Question

Consider the following list of reagents :
Acidified ${K_2}C{r_2}{O_7}$, alkaline $KMn{O_4}$, $CuS{O_4}$, ${H_2}{O_2}$, $C{l_2}$, ${O_3}$, $FeC{l_3}$ and $N{a_2}{S_2}{O_3}$. The total number of reagents that can oxidise aqueous iodide to iodine is :
a.) 7
b.) 6
c.) 5
d.) 4

Answer 1

Hint: The reagents that can donate electrons are the oxidised ones and the reagents that can accept electrons are the reduced ones. These reagents that can accept electrons and thereby help the others to get oxidised are called oxidising reagents. These have a tendency to accept electrons.
So, those reagents that can accept the electrons from above will be known as oxidising ones. These normally have free orbitals to accept electrons.

Complete step by step answer:
First, let's understand what is oxidation and what is required for a species to get oxidised.
The oxidation is the addition of oxygen or removal of hydrogen atoms. In terms of electrons, one can say it is the donation of electrons. When any species donates the electrons, it get oxidised while the other one that accepts these electrons gets reduced.
So, for a species to get oxidised; there must be presence of another species that can easily accept electrons and get reduced.
So, from the above reagents; we will see the reagents that have the ability to accept the electrons. They will be able to oxidise iodide to iodine. Now, let us see the reagents one by one.

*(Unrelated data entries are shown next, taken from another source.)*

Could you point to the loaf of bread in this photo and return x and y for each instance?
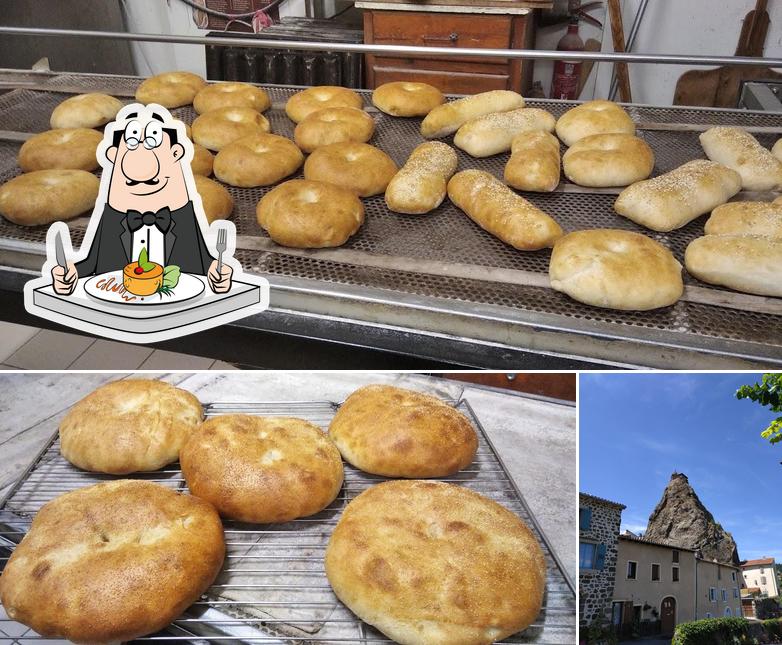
(534, 162)
(493, 133)
(420, 186)
(430, 563)
(501, 212)
(615, 269)
(746, 218)
(447, 118)
(748, 263)
(670, 201)
(739, 150)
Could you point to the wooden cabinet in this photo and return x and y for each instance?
(457, 75)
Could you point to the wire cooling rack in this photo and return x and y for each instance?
(273, 587)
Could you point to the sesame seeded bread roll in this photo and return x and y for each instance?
(670, 201)
(493, 133)
(501, 212)
(739, 150)
(420, 186)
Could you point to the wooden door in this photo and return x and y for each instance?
(668, 615)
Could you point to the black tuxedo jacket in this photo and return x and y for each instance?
(112, 245)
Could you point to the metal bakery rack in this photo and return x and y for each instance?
(273, 588)
(438, 286)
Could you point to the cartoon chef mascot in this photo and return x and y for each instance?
(147, 203)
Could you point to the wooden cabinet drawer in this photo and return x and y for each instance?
(441, 30)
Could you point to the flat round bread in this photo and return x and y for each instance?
(112, 562)
(430, 563)
(129, 426)
(262, 469)
(394, 432)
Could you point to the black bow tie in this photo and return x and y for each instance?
(161, 219)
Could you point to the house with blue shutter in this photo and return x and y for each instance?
(598, 522)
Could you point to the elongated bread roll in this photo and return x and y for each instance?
(739, 150)
(493, 133)
(421, 184)
(534, 162)
(501, 212)
(616, 270)
(746, 218)
(448, 118)
(748, 263)
(672, 200)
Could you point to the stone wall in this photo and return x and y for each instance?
(596, 587)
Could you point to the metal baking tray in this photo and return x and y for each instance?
(273, 588)
(438, 273)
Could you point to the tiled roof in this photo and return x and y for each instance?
(601, 500)
(758, 563)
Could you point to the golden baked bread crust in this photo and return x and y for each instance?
(310, 214)
(616, 270)
(394, 432)
(262, 469)
(216, 129)
(46, 196)
(534, 162)
(216, 200)
(430, 563)
(593, 117)
(112, 562)
(68, 148)
(127, 426)
(257, 160)
(304, 103)
(364, 169)
(603, 160)
(421, 184)
(405, 98)
(85, 111)
(447, 118)
(333, 125)
(501, 212)
(170, 89)
(231, 94)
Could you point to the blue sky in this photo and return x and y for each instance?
(636, 429)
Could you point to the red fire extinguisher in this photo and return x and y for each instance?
(567, 74)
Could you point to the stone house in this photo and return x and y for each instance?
(599, 521)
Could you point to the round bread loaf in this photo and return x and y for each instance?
(359, 167)
(203, 161)
(262, 469)
(747, 263)
(310, 214)
(333, 125)
(746, 218)
(170, 89)
(129, 426)
(85, 111)
(68, 148)
(112, 562)
(404, 98)
(616, 270)
(46, 196)
(602, 160)
(216, 129)
(304, 103)
(430, 563)
(216, 200)
(395, 432)
(593, 117)
(257, 160)
(219, 95)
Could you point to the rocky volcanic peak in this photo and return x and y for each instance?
(681, 518)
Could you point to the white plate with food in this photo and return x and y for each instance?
(147, 290)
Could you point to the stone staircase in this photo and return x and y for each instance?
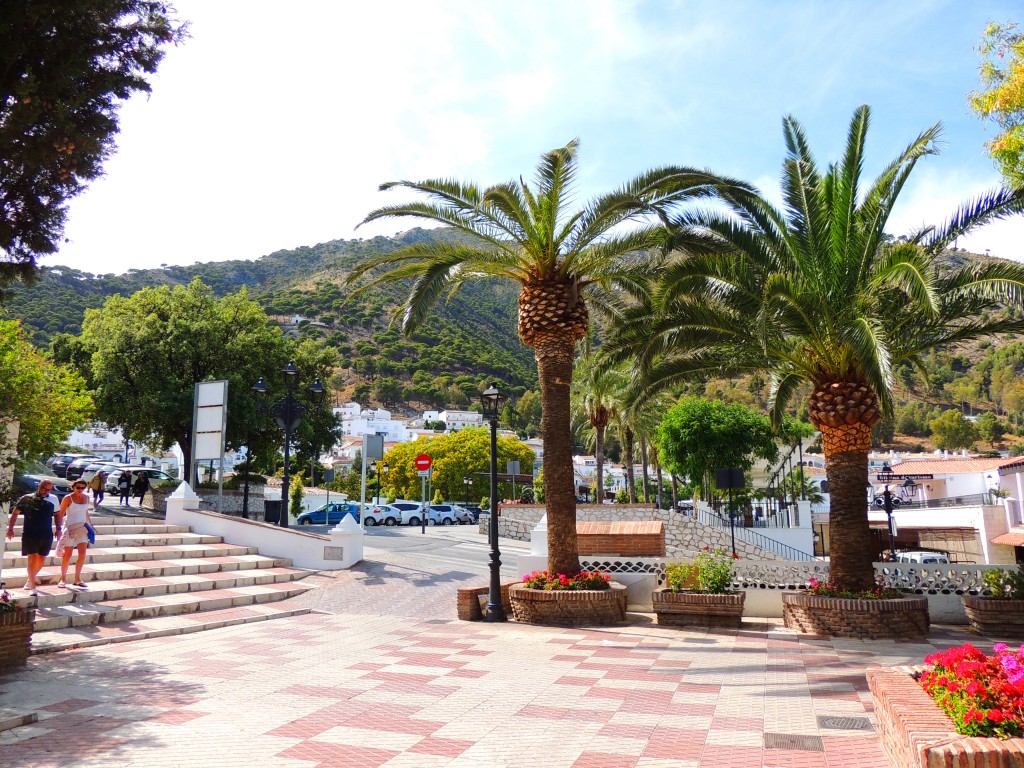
(146, 579)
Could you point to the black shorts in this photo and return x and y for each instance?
(37, 545)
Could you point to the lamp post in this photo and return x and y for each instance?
(491, 402)
(288, 413)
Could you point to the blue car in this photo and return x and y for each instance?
(329, 513)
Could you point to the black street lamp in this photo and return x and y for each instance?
(491, 403)
(289, 414)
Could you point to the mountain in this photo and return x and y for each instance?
(470, 337)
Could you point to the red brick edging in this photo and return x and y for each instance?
(698, 608)
(568, 607)
(915, 733)
(15, 637)
(836, 616)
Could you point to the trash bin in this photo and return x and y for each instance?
(271, 510)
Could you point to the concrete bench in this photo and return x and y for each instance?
(622, 539)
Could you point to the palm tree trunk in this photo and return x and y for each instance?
(850, 560)
(554, 368)
(643, 472)
(630, 478)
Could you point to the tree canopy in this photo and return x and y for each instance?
(65, 69)
(146, 352)
(697, 436)
(1000, 98)
(48, 399)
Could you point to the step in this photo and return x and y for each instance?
(117, 632)
(107, 539)
(131, 609)
(132, 554)
(100, 590)
(120, 570)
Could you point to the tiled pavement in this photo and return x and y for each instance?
(381, 674)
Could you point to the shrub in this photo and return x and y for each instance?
(983, 695)
(1005, 584)
(585, 580)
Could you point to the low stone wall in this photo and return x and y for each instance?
(15, 637)
(232, 501)
(903, 619)
(915, 733)
(683, 535)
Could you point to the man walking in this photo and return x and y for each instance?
(37, 528)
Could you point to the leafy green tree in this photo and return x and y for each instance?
(147, 351)
(65, 70)
(698, 436)
(560, 258)
(455, 455)
(951, 430)
(46, 398)
(990, 428)
(1001, 97)
(815, 294)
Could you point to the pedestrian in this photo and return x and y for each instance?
(98, 486)
(124, 487)
(141, 485)
(75, 512)
(37, 528)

The first reagent given is Acidified ${K_2}C{r_2}{O_7}$. In this, the Cr is in +6 oxidation state. Thus, it can easily accept the electrons donated by aqueous iodide and thus will oxidise the iodide to iodine. The reaction is written as -
${K_2}C{r_2}{O_7} + {H_2}S{O_4} + 6KI \to 4{K_2}S{O_4} + Cr{(S{O_4})_3} + 3{I_2} + 7{H_2}O$

The second reagent given is alkaline $KMn{O_4}$. This is a very strong oxidising agent. The Mn is in +7 oxidation state. It will oxidise the aqueous iodide. The reaction is-
$2KMn{O_4} + KI + {H_2}O \to KI{O_3} + 2Mn{O_2} + 2KOH$

The third reagent is $CuS{O_4}$. The copper sulphate is also a good oxidising agent and can easily oxidise the aqueous iodide to iodine. So, this is also correct. The reaction is-
$2KMn{O_4} + KI + {H_2}O \to KI{O_3} + 2Mn{O_2} + 2KOH$

The fourth reagent is ${H_2}{O_2}$. This is also a good oxidising agent and can easily oxidise the aqueous iodide to iodine. So, this is also correct. The reaction is-
$2KI + {H_2}{O_2} \to 2KOH + {I_2}$

The fifth reagent given is $C{l_2}$. This is a very strong oxidising agent. It will oxidise the aqueous iodide. The reaction is-
$2KI + C{l_2} \to 2KCl + {I_2}$

The next reagent is ${O_3}$. The ozone can oxidise aqueous iodide to iodine. The reaction is-
$2KI + {O_3} + {H_2}O \to 2KOH + {I_2} + {O_2}$

The other reagent given is $FeC{l_3}$. The ferric chloride is also a strong oxidising agent. It will oxidise the aqueous iodide. The reaction is-
$2FeC{l_3} + 2KI \to 2FeC{l_2} + {I_2} + 2KCl$

The last reagent given is $N{a_2}{S_2}{O_3}$. This can not oxidise aqueous iodide to iodine.
So, the total reagents that can oxide iodide to iodine are seven.
So, the correct answer is “Option A”.

Note: It must be noted that some reagents have oxidation state in +n state where n is 1, 2, 3 etc. So, these have vacant orbitals where they can accept electrons. These can easily accept electrons to become neutral. So, they are very good reducing agents.